Health workers administering the Covid jab at Kololo

By Benjamin Mwibo & URN

As early as 6:00 am on Monday, the queues of people wanting to get vaccinated against Covid-19, had started forming at Kololo independence grounds where the Ministry of Health established a vaccination centre in response to the increasing numbers seeking to get the jab.

The Ministry had been running a vaccination centre at its headquarters along Yusuf Lule road which was moved to the more spacious Kololo independence grounds.

This was after nearly 3,000 people turned up every day at the ministry to take the jab, said Dr. Daniel Kyabayinze principal epidemiologist Uganda under the Ministry for Health.

“Because of the overwhelming numbers at the Ministry we had to shift to a bigger space acknowledging the fact that last week alone we vaccinated almost 3000 people per day since the majority of Ugandans have picked interest in the vaccines. We currently have 40 vaccination points and 40 nurses vaccinating each person at a minute and the lines are moving fast,” Kyabanyize said.

“Vaccination is open to all groups of people and anyone above 18 years of age, but we encourage especially the older people and those with various illnesses to come and receive the vaccines. The vaccines do not prevent one from getting infected but rather reduce the chances of getting a severe disease or even being admitted in the ICU,” he added.

Meanwhile, some schools have been forced to temporarily close after students and staff tested positive for Covid-19.

Green Hill Academy Secondary School (S1-S2) and Cavendish University Uganda are among the recent ones to suspend operations.

In a letter to parents and guardians, Wilberforce Kamengo, the headteacher of Green Hill Academy secondary school, notes that the school has registered a few confirmed cases thus sending all students of S1 and S2 back home. He however doesn’t tell how many cases have been registered at the school.

“…and as a result, we are sending students home for two weeks to curb the contagious nature of the variant and as well disinfect the school environment. Students will be released today (May 31),” Kamengo’s letter reads in part.

In the same development, Nsambya based Cavendish University has also closed after registering two COVID-19 cases.
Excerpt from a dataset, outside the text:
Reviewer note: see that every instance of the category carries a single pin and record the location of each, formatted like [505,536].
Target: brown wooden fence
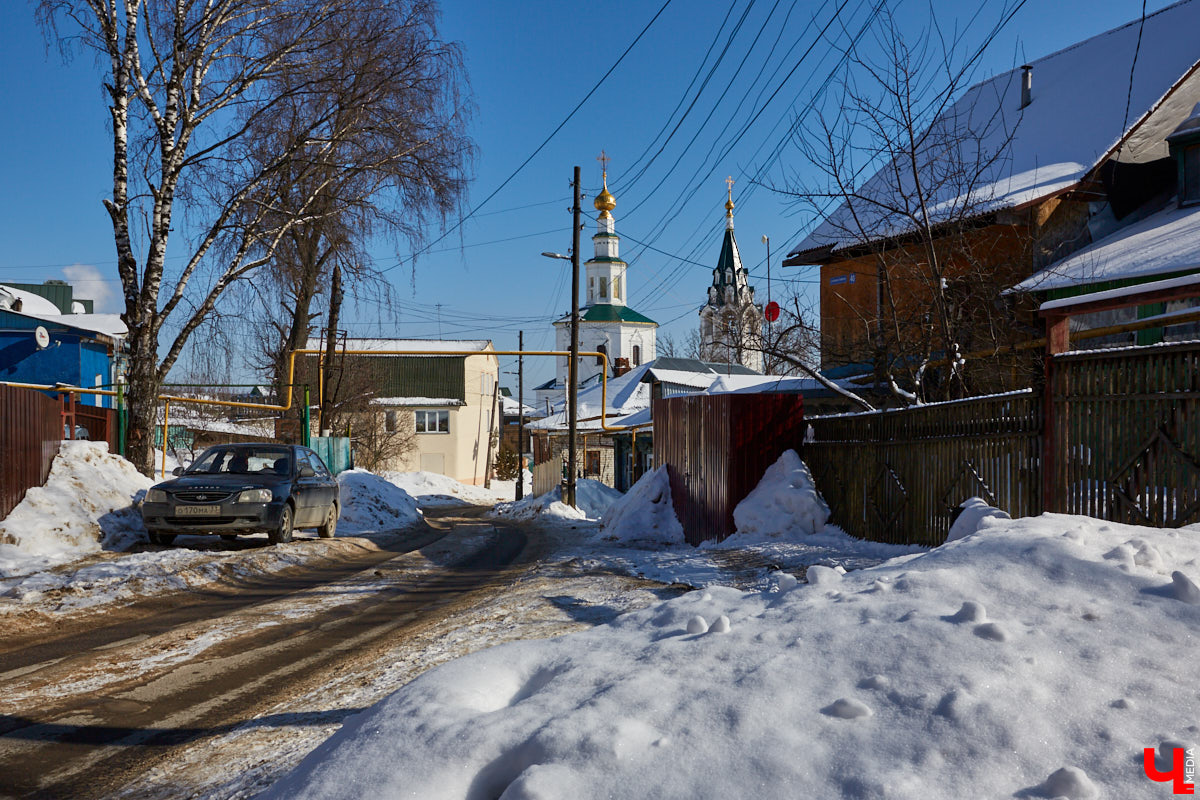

Professor John F. Mugisha, the University Vice-Chancellor, says following incidents of infection, and out of the abundance of caution for students’ and staff safety, they have decided to halt physical lectures with immediate effect.

“All continuing students will take the remaining two weeks of the semester studying online from their homes or hostels. No Continuing student will be allowed to access University premises from 31st May 2021. New students will be allowed to study on campus following disinfection of all university campus premises,” said Professor Mugisha.

This comes at a time when Kyambogo University, which had eight confirmed cases also decided to halt physical classes after registering cases from staff and student communities.

Last week the Ministry of Health reported that over 29 educational institutions from 17 districts registered a total of 803 cases sending scare into the communities.

Scientists have blamed the infections in schools for complacence in enforcing Standard Operating Procedures. Before reopening, schools were told to ensure that students keep their masks on all the time, regularly wash their hands, and keeping a two-metre distance at all times.

Ismail Mulindwa, the director of Basic Education who also doubles as the chairperson of the Education COVID-19 Response Committee, says the ministry is working closely with their health counterparts to find a way forward on the ever-increasing cases in schools.